FCC Greenlights AT&T Merger With Bellsouth
Commission Concludes That Significant Public Interest Benefits Are
Likely to Result
by Stephen Heiser
Tues, January 2, 2007
The Federal Communications Commission last week approved the merger of
AT&T Inc. and BellSouth Corp. The Commission concluded that significant
public interest benefits are likely to result from this transaction.
Benefits to consumers include:
-- Deployment of broadband throughout the entire AT&T-BellSouth in-region
territory in 2007.
-- Increased competition in the market for advanced pay television
services due to AT&T's ability to deploy Internet Protocol-based video
services more quickly than BellSouth could do so absent the merger.
-- Improved wireless products, services and reliability due to the
efficiencies gained by unified management of Cingular Wireless, which is
now a joint venture operated by BellSouth and AT&T.
-- Enhanced national security, disaster recovery and government services
through the creation of a unified, end-to-end IP-based network capable
of providing efficient and secure government communications.

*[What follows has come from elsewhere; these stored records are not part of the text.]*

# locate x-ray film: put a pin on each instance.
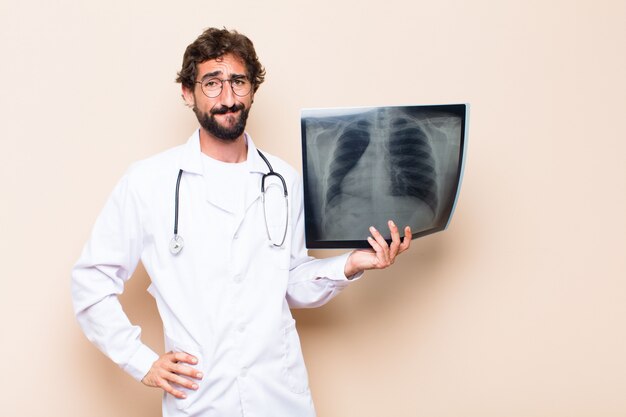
(365, 166)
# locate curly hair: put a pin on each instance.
(214, 43)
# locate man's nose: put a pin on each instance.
(227, 96)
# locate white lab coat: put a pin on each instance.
(224, 298)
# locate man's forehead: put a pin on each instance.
(226, 64)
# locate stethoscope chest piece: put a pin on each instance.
(176, 244)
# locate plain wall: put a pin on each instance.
(518, 309)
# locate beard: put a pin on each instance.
(211, 125)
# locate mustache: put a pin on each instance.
(223, 110)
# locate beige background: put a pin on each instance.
(518, 309)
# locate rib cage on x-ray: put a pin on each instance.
(380, 164)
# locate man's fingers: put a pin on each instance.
(183, 382)
(395, 240)
(407, 239)
(186, 370)
(184, 357)
(383, 248)
(165, 386)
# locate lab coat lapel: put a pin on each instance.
(257, 169)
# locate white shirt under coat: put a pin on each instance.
(225, 298)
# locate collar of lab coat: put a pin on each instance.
(191, 162)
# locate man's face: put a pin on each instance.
(224, 116)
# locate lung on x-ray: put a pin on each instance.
(365, 166)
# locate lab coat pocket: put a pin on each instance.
(294, 369)
(192, 395)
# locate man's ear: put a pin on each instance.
(188, 96)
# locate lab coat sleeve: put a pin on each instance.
(312, 282)
(107, 262)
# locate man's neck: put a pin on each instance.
(225, 151)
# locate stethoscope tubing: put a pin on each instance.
(177, 242)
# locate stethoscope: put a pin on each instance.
(177, 243)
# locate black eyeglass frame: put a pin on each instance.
(230, 80)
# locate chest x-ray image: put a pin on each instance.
(365, 166)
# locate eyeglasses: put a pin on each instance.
(212, 87)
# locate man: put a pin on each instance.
(224, 292)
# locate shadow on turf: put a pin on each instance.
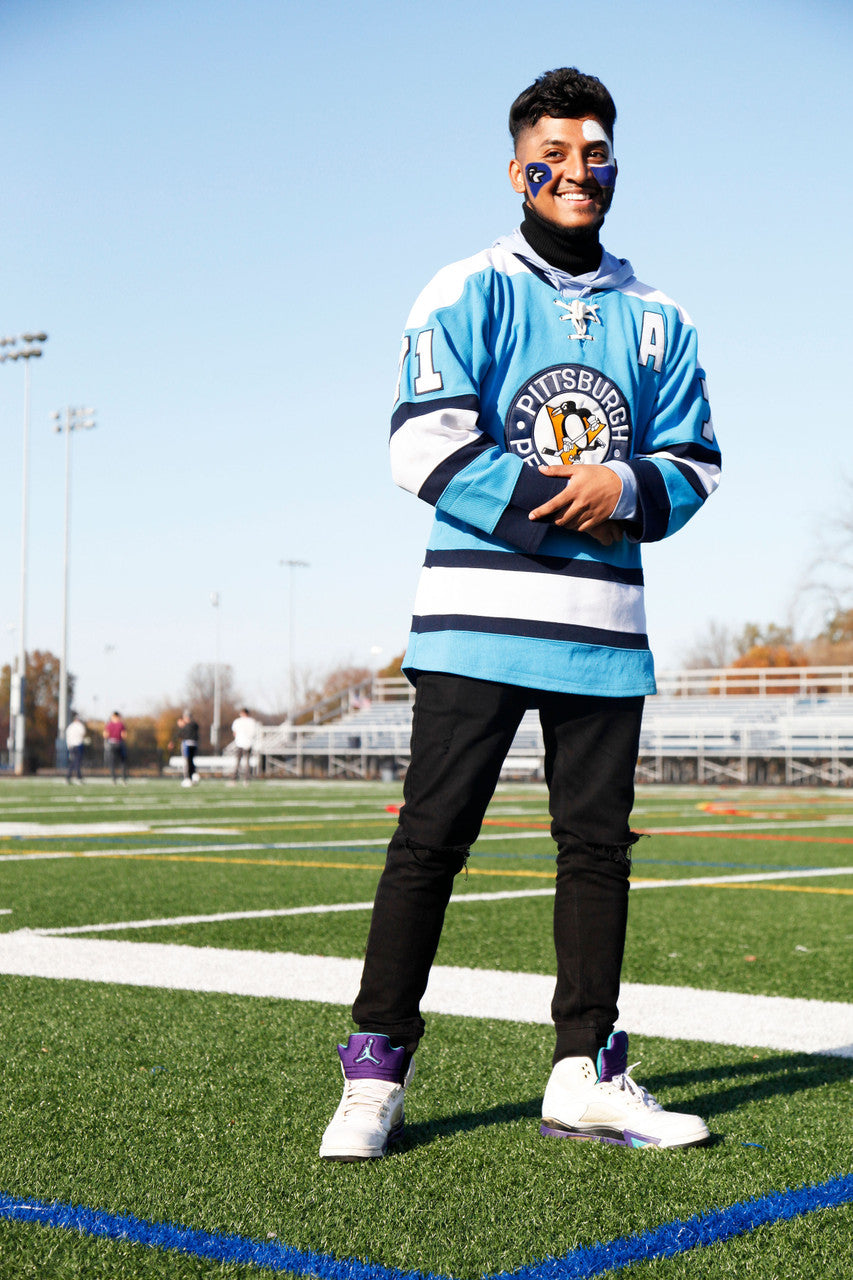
(730, 1087)
(463, 1121)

-- Better disaster response and preparation from the companies
because of unified operations.
The Commission's analysis of competitive effects focused on six key
groups of services.
-- Special access competition. The record indicates that, in a small
number of buildings in the BellSouth in-region territory where AT&T
and BellSouth are the only carriers with direct connections, and where
entry is unlikely, the merger is likely to have an anticompetitive
effect. The Commission found that a commitment by AT&T to divest
indefeasible rights of use (IRUs) to those facilities adequately
remedied the competitive harm. The Commission further found that the
merger was not likely to result in anticompetitive effects with
respect to other special access services that combine one carrier's
own facilities with those of another.
-- Retail enterprise competition. The Commission found that the
merger is not likely to have anticompetitive effects for enterprise
customers, even though the applicants currently compete against each
other with respect to certain types of enterprise services and some
classes of enterprise customers. The Commission found that competition
for medium and large enterprise customers should remain strong after
the merger because medium and large enterprise customers are
sophisticated, high-volume purchasers of communications services and
because there will remain a significant number of carriers competing
in the market.
-- Mass market voice competition. The Commission concluded that the
merger is not likely to have anticompetitive effects in the mass
market. The Commission found that neither BellSouth nor AT&T is a
significant present or potential participant in this market outside of
their respective regions. Consequently, the Commission found that
neither party was exerting significant competitive pressure on the
other in their respective in-region territories. The Commission
further noted that the rapid growth of intermodal competitors --
particularly cable telephony providers (whether circuit-switched or
Voice over IP (VoIP) -- is an increasingly significant competitive
force in this market, and anticipates that such competitors likely
will play an increasingly important role with respect to future mass
market voice competition.
-- Mass market Internet competition. The Commission found that the
merger is not likely to result in anticompetitive effects for mass
market high-speed Internet access services. Specifically, the
Commission concluded that the merger caused no horizontal effects for
these services because neither BellSouth nor AT&T provides any
significant level of Internet access service outside of its respective
region. The Commission also concluded that, while the merger may
result in some vertical integration, the record did not support
commenters' conclusions that the merged entity will have the
incentive to act anticompetitively in the mass market high-speed
Internet access services market.
-- Internet backbone competition. The Commission concluded that the
merger is not likely to result in anticompetitive effects in the
Internet backbone market. The Commission found that the merger is not
likely to cause the Tier 1 backbone market to tip to monopoly or
duopoly, nor is it likely to increase the Applicant's incentive
and/or ability to raise rivals' costs.
-- International competition. The Commission found that the merger is
not likely to result in anticompetitive effects for international
services provided to mass market, enterprise, or global
telecommunications services customers. The Commission also concluded
that the merger is not likely to result in anticompetitive effects in
the international transport, facilities-based IMTS, or international
private line markets.
-- In addition, on December 28, 2006, AT&T made a series of voluntary
commitments that are enforceable by the Commission and attached as an
Appendix. These conditions are voluntary, enforceable commitments by
AT&T but are not general statements of Commission policy and do not
alter Commission precedent or bind future Commission policy or rules.
Action by the Commission, and effective upon adoption, Friday,
December 29, 2006, by Memorandum Opinion and Order. Chairman Martin
and Commissioner Tate, with Commissioners Copps and Adelstein
concurring, and Commissioner McDowell not participating.